Rodney "Rod" Warmington '75
February 6, 2012 3:53 PM
Published in (Brisbane, Queensland, Australia) Courier Mail on February 26, 2011
[His DOD not given in article]
Dr Rodney Mervyn Warmington(1942-2010)
AS A teenager, Rod Warmington seemed set to lead a charmed life. A "straight A" student and star athlete, he won a scholarship to the University of Queensland and had almost finished an architecture degree when fate delivered him a cruel blow.
He had been persuaded by some mates to join them for a trip to the Gold Coast and on the way home, disaster struck on the rain-soaked bridge over the Logan River at Beenleigh.
Those were the days before compulsory seat belts. Dr Warmington was asleep in the back seat and fell out of the car when the door opened, plunging 7m on to the river bank.
None of the other four passengers or the driver was hurt, but his back was broken and he was in a wheelchair for the rest of his life.
Tellingly, his best friend was driving the car but the pair still remained close for the rest of Dr Warmington's life.
He also managed to complete his degree, despite a long stay in hospital, and was believed to have been the first person with a disability to be registered as an architect in Queensland.
Another measure of his strong character was the fact he devoted his life to fighting for better wheelchair access to public buildings, in the process improving the lives of thousands of other people with disabilities.
He often spoke at public events about the issue and was chairman of the Queensland Committee on Access for the Disabled.His most notable victory came in 1994 after he and other wheelies decided to stage a much-publicised protest outside the nearly completed
$170 million Brisbane Convention and Exhibition Centre.
They were incensed that such an important public edifice had no proper wheelchair access. Instead, disabled people had to take a lift 43m away in a carpark on a side street.
The Paraplegic and Quadriplegic Association of Queensland took the state government to the Anti-Discrimination Tribunal, arguing that it had breached the Anti-Discrimination Act and that the building design was a form of "architectural apartheid".

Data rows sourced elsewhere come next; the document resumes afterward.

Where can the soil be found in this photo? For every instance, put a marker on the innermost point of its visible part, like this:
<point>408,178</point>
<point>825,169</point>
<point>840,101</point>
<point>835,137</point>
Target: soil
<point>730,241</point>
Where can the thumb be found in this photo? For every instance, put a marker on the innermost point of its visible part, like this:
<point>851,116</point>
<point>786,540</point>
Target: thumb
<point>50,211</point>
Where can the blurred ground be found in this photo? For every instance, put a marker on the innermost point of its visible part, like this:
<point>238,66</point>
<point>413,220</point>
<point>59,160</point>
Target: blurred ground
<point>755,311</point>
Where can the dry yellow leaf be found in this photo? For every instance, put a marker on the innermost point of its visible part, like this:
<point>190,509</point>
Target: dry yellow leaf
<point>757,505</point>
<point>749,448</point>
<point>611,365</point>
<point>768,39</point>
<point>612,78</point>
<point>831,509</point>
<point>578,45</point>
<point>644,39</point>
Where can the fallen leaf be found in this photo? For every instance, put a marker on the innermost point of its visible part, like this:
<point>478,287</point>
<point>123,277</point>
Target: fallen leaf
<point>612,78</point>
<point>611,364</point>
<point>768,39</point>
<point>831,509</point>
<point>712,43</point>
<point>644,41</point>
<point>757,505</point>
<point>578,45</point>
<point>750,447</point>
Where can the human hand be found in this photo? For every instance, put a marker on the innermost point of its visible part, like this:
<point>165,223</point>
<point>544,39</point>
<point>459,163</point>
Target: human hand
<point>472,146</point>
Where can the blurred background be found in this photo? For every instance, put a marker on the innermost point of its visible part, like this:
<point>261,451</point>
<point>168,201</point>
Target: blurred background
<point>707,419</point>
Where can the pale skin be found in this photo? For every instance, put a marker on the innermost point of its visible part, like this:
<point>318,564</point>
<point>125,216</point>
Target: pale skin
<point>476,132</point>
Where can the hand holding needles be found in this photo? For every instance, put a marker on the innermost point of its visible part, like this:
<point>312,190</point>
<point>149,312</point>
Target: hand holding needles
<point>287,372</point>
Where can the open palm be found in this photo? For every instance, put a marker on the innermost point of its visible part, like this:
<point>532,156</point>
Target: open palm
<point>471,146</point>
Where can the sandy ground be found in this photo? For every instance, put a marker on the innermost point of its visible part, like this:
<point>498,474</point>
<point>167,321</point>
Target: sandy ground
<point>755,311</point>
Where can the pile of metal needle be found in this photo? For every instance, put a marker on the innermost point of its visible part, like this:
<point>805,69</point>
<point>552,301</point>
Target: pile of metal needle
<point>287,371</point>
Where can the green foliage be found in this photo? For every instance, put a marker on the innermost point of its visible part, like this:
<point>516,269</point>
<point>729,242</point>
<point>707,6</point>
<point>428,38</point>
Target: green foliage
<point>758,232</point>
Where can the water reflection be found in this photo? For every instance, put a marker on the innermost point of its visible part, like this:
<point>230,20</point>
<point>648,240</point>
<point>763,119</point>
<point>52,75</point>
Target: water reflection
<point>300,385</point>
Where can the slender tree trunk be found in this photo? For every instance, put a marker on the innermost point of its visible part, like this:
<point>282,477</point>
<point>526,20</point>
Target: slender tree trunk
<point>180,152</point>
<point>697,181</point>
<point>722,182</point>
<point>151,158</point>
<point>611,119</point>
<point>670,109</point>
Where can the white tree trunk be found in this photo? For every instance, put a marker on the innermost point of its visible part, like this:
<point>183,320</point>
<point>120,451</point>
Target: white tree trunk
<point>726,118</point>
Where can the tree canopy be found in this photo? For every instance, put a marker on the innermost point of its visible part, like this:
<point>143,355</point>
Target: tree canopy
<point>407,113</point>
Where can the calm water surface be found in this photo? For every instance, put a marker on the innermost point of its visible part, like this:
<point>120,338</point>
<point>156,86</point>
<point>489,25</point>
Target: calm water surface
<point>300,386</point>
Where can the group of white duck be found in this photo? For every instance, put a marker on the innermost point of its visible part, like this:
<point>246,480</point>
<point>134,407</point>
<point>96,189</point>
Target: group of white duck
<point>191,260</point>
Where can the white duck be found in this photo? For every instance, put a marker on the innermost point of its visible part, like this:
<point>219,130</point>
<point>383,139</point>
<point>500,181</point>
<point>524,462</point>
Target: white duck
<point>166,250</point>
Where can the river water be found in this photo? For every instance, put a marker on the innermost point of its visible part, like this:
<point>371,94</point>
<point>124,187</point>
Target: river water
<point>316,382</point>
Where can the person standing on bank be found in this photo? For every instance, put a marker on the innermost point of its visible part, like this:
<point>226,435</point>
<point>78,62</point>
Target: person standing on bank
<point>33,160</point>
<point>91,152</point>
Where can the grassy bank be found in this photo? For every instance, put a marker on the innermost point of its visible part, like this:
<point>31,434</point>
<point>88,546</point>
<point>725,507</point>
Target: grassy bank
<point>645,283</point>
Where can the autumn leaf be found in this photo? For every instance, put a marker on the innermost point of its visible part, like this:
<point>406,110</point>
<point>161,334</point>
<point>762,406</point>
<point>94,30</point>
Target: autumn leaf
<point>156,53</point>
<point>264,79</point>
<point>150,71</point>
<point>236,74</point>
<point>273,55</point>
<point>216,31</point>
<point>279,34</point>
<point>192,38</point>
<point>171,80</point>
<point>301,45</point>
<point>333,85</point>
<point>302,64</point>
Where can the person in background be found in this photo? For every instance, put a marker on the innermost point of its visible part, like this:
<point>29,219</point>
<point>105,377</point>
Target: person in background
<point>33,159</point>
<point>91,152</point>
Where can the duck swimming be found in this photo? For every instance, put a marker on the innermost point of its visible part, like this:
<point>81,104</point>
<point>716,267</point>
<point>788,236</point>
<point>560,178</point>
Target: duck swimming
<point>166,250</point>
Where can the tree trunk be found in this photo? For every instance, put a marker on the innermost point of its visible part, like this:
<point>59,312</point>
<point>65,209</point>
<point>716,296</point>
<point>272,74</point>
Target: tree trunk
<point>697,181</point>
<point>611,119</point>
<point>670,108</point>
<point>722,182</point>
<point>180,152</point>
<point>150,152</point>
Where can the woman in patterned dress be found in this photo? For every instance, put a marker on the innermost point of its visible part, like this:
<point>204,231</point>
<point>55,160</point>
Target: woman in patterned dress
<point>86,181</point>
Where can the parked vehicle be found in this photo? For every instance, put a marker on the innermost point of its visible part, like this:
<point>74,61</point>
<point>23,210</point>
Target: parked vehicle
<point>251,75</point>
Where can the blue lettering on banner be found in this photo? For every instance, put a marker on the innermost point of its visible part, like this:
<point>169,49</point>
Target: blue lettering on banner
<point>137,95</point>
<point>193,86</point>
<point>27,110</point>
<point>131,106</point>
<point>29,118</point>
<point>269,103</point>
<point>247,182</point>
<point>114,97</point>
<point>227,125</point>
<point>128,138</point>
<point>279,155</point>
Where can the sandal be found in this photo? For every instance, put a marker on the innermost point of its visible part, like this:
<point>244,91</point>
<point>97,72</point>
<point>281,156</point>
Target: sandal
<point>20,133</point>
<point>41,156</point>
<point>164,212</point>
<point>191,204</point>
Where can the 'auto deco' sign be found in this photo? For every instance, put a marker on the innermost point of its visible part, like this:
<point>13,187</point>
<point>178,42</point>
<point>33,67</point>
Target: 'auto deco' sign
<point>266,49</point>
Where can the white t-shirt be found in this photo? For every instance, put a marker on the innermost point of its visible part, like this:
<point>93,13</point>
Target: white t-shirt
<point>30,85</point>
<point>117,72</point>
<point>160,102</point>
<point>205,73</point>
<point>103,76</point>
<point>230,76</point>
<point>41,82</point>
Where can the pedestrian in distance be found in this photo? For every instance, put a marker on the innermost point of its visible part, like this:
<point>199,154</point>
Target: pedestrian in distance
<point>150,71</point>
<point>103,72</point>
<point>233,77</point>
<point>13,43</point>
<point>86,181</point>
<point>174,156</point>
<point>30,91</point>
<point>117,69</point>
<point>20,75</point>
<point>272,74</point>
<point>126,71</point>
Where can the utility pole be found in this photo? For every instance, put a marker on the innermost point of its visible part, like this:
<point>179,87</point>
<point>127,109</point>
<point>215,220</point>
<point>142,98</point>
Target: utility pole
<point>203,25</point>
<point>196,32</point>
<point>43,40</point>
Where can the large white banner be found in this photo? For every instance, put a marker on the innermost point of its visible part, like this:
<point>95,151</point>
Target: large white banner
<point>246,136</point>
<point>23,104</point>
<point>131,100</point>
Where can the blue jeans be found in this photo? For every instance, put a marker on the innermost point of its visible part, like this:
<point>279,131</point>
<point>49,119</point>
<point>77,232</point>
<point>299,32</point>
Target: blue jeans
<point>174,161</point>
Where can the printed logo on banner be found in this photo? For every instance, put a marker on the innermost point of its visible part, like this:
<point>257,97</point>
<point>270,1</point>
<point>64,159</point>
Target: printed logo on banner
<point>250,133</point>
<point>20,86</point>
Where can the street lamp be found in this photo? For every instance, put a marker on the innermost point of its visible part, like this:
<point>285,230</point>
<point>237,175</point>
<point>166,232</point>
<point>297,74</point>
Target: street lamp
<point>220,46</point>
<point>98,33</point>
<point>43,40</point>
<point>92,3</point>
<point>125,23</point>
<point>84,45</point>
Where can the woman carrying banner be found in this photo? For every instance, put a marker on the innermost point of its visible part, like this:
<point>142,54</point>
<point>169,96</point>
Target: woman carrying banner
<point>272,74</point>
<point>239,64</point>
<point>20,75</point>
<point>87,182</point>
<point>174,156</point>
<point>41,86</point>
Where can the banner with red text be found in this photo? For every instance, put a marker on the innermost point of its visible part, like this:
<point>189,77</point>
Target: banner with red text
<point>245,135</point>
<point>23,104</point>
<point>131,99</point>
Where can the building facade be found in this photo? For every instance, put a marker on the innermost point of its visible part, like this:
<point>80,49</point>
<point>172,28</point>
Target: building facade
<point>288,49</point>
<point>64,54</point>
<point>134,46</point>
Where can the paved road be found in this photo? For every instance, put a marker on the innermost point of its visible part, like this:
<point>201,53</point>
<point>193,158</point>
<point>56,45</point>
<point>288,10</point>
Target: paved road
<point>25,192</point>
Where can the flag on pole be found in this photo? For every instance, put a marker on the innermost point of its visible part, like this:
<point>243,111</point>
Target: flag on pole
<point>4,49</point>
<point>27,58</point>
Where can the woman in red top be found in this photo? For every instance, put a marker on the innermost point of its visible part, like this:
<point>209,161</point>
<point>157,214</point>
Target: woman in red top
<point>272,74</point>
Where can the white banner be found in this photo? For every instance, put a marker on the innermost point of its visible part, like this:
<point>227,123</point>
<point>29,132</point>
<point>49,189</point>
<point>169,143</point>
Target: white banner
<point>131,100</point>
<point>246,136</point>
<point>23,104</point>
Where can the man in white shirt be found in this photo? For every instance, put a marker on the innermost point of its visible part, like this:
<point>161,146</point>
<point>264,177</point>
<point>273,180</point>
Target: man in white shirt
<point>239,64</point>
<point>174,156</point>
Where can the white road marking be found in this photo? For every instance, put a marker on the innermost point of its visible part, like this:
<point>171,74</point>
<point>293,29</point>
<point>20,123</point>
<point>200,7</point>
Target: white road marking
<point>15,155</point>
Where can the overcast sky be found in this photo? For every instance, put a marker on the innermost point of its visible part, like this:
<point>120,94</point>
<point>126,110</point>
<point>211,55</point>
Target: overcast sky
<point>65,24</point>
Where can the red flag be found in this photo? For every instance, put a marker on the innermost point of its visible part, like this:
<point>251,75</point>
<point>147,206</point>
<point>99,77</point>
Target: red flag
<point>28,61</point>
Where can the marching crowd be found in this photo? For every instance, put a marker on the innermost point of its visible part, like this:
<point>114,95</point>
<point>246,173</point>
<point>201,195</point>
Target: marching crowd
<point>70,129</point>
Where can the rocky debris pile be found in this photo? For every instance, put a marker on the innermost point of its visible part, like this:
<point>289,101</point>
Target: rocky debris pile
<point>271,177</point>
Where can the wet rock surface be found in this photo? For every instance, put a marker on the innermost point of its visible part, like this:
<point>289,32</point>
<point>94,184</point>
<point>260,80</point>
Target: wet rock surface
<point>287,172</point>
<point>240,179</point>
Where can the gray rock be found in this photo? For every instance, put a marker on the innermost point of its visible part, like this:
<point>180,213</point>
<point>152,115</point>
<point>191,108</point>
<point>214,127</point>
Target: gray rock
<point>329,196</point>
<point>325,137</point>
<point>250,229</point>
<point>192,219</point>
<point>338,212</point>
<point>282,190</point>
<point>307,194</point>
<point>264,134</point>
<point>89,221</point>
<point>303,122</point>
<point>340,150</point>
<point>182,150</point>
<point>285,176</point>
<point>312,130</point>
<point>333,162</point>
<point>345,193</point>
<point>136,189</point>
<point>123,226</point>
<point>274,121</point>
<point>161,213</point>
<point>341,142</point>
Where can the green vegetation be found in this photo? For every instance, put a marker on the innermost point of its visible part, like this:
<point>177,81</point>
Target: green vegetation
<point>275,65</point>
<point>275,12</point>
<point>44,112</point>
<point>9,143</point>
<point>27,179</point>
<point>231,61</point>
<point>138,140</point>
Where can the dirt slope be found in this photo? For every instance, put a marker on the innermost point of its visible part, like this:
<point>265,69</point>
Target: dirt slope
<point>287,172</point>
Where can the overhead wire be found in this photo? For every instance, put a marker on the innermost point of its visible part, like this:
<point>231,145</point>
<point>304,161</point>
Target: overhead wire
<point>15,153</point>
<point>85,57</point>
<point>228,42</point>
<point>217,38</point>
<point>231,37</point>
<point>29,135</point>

In a landmark judgment that was to have profound implications for building design, the tribunal ruled that the government had to build a lift near the 27 concrete stairs at the front that had caused all the fuss.
Although Dr Warmington was born in Kilcoy, in the Sunshine Coast hinterland, his family, including older sister Denise, moved to Townsville when he was still a child.
His father Mervyn, who worked in a local sawmill, later decided to relocate the family to Brisbane when Rod was 14 after realising his son was a gifted student.
Rod rewarded him by topping both his junior and senior years at Cavendish Road State High School.
Dr Warmington worked for the State Public Works Department for many years.
In that time he gained qualifications in landscape architecture and won a Churchill Fellowship in 1972, using it to travel overseas to study disabled access in public buildings.
After returning to Australia from his Churchill Fellowship travels, he met and married Hilary, who had multiple sclerosis. She became his soulmate over the next three decades.
One of the highlights of their life together was a three-year stint in the US in the 1970s, when they lived at Texas A&M University while he gained a masters degree in architecture and a doctorate.
Dr Warmington eventually left the Public Works Department in the 1990s to become a private architectural consultant, specialising in designs for wheelchair accessibility in buildings. He also taught at the Australian National University in Canberra.
Despite failing health, particularly after the death of his wife three years ago, he continued his private consultancy until his retirement in 2009, often working from his hospital bed.